On April 7, 2014, the U.S. Supreme Court declined the writ of certiorari filed by photographer Elaine Huguenin who was appealing a New Mexico Supreme Court decision which found she had violated state law by refusing, on religious grounds, to photograph a 2006 same-sex commitment ceremony.
After the Court declined a hearing on the case, same-sex marriage advocates partied and conservative Christian groups complained about the “activist liberal Court.”
For the following reasons, I believe that these responses are premature because the Court’s decision in this particular case makes sense even though the issue is hardly settled.
In 2008, the New Mexico Human Rights Commission (NMHRC) ruled that Huguenin had engaged in illegal discrimination based on sexual orientation in violation of New Mexico Human Rights Act, Section 28-1-7(F) and ordered her to pay $6,600 in attorney fees. (See “Vanessa Willock v. Elane Photography” Decision and Final Order, Human Rights Commission of the State of New Mexico. ) The case was filed on behalf of Huguenin’s photography business, Elane Photography, and her attorneys argued throughout the trial process that she had in fact not discriminated based on sexual orientation, as Huguenin would have photographed gay individuals, but that her Christian beliefs prohibited her from doing so in a way which would endorse same-sex marriage.
The case never went to trial, but instead the fine was upheld on summary judgment as there was no issue of fact – the parties stipulated that Huguenin had refused to provide photographic services in a manner consistent with her sincerely held religious beliefs. The matter reached the New Mexico Supreme Court which upheld the Human Rights Commission’s decision. (See “Elane Photography v. Vanessa Willock” decision, August 22, 2013).
As part of the decision, New Mexico Supreme Court Judge Richard Bosson issued a concurring opinion that famously stated that Huguenin should have been willing to compromise her conduct even if it conflicted with her beliefs. Bosson wrote, “In the smaller, more focused world of the marketplace, of commerce, of public accommodation, the Huguenins have to channel their conduct, not their beliefs, so as to leave space for other Americans who believe something different. That compromise is part of the glue that holds us together as a nation, the tolerance that lubricates the varied moving parts of us as a people. That sense of respect we owe others, whether or not we believe as they do, illuminates this country, setting it apart from the discord that afflicts much of the rest of the world. In short, I would say to the Huguenins, with the utmost respect: it is the price of citizenship.” Up to that point, the primary issue had been where to draw the line when there is a conflict between state nondiscrimination policies and individual religious freedom. See ReligiousLiberty.TV, “The Price of Citizenship’? New Mexico Supreme Court rules Christian must photograph same-sex ceremony” (August 23, 2013).
Huguenin immediately appealed the decision to the U.S. Supreme Court . (See Petition for Certiorari filed November 8, 2013 ). But where the previous appeals had involved two major components, including free exercise of religion and freedom from compelled speech, Huguenin’s attorneys decided to drop the religious freedom argument and focus solely on a free speech argument, asking the Supreme Court to address the following specific question:
“Whether applying a state public-accommodations statute to require a photographer to create expressive images and picture-books conveying messages that conflict with her religious beliefs violates the First Amendment’s ban on compelled speech.”

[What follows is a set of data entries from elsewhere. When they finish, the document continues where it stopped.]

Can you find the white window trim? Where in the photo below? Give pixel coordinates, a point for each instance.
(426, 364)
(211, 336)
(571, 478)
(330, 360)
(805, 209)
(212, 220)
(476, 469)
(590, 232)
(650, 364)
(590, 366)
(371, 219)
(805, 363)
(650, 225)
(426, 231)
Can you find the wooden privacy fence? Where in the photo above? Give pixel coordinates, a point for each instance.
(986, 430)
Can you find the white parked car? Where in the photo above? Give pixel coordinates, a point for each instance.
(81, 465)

This is an important question, to be sure, and it was likely limited in this manner for strategic reasons. But the issue as Huguenin’s attorneys presented it was probably too narrow to address the larger societal questions that are circulating regarding the wedding business in the age of same-sex marriage. As Huguenin’s attorneys pointed out, there is a great deal of creative speech involved in photographic composition and photo selection. But if the Supreme Court were to address the case, it might either have to shoehorn a free exercise argument into the case or, in the alternative, simply address it as a free speech claim which would not have addressed similar fact scenarios involving wedding-related businesses that do not engage in “creative free speech” including caterers, wedding coordination services, etc.
With a number of these cases making their way through the legal system, the Supreme Court may have had to address similar issues multiple times. Further, as the case had been filed under the name of Huguenin’s company, Elane Photography, there may have been some overlap with the recently-heard cases of Hobby Lobby and Conestoga Wood in which the Court is likely to decide whether or not businesses, like individuals, have free exercise rights.

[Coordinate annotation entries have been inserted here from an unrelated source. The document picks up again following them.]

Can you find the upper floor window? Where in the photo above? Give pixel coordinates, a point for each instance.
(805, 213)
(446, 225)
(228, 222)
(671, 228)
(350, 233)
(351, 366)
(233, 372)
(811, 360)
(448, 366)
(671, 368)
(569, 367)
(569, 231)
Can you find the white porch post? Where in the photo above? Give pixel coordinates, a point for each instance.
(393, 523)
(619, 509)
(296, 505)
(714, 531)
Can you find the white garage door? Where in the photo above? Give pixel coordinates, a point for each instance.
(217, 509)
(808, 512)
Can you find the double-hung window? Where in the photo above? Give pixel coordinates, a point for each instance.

Although the U.S. Supreme Court did not provide a reason for declining Huguenin’s writ, it is probably not because the Court intends to lock in the New Mexico decision or that the Supreme Court is not interested in addressing this issue at a later date. It is most likely because the Court is looking for a better case, perhaps a combination of several cases which represent different results in different jurisdictions.
As the old adage goes, bad facts make bad law — something that the Court knows well.